Dreams of safety and health die when drainage channels are clogged with plastics and sundry trash — and suddenly it thunders. Dreams die when the trees you lived off are mowed down by illegal loggers or by officials who promise never-to-be-realized infrastructure.

With rising unemployment and underemployment, workers are uncertain of the future of their jobs. Starting wages (or minimum wage) as well as pensions at the end of the job pipe are unpredictable for many, while security votes, possibly used to buy support from military governors during the era of military dictatorship, remain on the budgets.  Corporate dreams die when decisions are forever top down, returns are poor but the wisdom from below is disdained. Same could be the outcome when companies stay stuck in the industrial mode when they should shift into the digital mode.

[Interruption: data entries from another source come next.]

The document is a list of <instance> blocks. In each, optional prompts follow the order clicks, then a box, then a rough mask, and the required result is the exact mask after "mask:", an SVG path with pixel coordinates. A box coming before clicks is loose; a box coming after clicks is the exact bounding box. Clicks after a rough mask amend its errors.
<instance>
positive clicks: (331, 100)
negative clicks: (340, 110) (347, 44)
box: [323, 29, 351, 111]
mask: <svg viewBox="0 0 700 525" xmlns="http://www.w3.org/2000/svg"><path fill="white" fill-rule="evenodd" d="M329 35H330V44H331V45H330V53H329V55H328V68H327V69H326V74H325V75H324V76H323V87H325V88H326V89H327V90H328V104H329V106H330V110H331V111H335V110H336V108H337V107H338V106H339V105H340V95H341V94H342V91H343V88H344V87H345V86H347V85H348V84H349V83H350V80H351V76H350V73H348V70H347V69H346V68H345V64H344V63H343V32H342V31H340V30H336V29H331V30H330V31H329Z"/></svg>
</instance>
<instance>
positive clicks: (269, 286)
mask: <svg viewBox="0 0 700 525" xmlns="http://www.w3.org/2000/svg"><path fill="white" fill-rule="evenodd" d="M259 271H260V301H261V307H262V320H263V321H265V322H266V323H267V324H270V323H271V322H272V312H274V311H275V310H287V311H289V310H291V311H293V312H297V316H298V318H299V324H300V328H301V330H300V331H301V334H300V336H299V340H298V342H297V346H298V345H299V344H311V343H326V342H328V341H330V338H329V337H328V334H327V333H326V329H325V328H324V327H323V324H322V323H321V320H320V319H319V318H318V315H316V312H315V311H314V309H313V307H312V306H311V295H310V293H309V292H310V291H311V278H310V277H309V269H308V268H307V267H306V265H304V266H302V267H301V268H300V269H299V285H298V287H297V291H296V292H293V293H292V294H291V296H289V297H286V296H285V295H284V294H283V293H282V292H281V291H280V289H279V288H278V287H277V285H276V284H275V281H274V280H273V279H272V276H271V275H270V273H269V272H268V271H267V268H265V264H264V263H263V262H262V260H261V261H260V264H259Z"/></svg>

We can count a thousand ways by which dreams die at individual and corporate levels. The truth is that the death of a dream is not the end of the road. When dreams die, fear does not have to inevitably kick in. When dreams die, we can dream again. We can indeed have better, bigger and higher dreams. It is a choice we can make. Even if you have had the most excellent dream, waking up and taking action is always the best next step. We always have a choice to wake up from a nightmare or to dream again. This is why the end of the year offers individuals and corporations opportunities to review the ebbing year and strategize for the coming ones. This is why nations hold elections at regular cycles and offer citizens the opportunities to see if their governors are leading them on dream paths or into nightmares. This is why we must survey the global terrain and see in which direction the multilateral spaces are tilting and decide if we must stay in those paths, accept palliatives or forge new dreams.

Dreams die when we can identify the dream killers and the purveyors of fear but chose to say nothing and prefer to do nothing.